Creating Azure Function for Azure Speech Services Speech Text which Inputs Any Audio Format

Azure Speech Services provides a convenient interface for Speech to Text or Text to Speech capabilities. It’s part of Azure AI Services stack and provide out of the box capabilities with Speech such as real time speech to text, speech translation, intent recognition and many more capabilities.

If you haven’t try it yet, probably this post would give some insight on how to start and use it in many different scenarios. It has a free tier with 5 audio hours free per month more than enough for a small project.

Azure Speech services provide a SDK in several different languages and Speech to text REST API which is ready to use.

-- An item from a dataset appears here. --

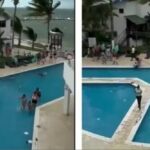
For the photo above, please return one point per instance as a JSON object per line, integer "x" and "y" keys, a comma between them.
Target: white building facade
{"x": 128, "y": 11}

I was intended to use the Speech to text REST API in one of my side projects where I need to upload a audio clip from PowerApps microphone controller and get the text. I instantly got stuck with this since the format of the recorded audio in PowerApps Microphone controller are not compatible with what is permitted by the REST API.

PowerApps Microphone controller saves audio in following formats in different devices.

3gp format for Android.
AAC format for iOS.
OGG format for web browsers.

Speech to text REST API supports only WAV or OGG, so basically it will not work on Android or iOS recorder audio.

This is the background story in short for this post. Hope this will be useful for anyone who’s curious about Azure Speech service and who has really suffering from the problem of audio formats.

Solution Overview

My plan to overcome this hurdle was to create a Azure function which will accept the audio file as the payload, convert to WAV using FFmpeg, send the converted audio to Azure Speech to Text SDK and return the response back to the app.

For those who don’t know FFmpeg, it’s an open source library which can convert between audio and video files. I was using FFmpeg over a decade ago to convert audio/video to MP3 (good old times when we had our own local Spotify) and never thought it will come in handy for this purpose.

There are few things I learned by doing this such as how to run an executable inside an Azure Function and working with Speech To Text SDK. I’ll be covering each step in the blog post and hope this would help anyone who visit this post searching for the similar issue or anyone who would like to try out the Azure Speech To Text.

Prerequisites

Azure Subscription.
Postman
Visual Studio 2022 or higher, including the Azure development workload.

Setting-up and Testing Azure Speech Service

Creating the Speech Resource in Azure

Give your Speech service a name, select region, Pricing tier and the resource group. Keep in mind that you can create one Free Speech Service per subscription, so you can utilize this without any cost!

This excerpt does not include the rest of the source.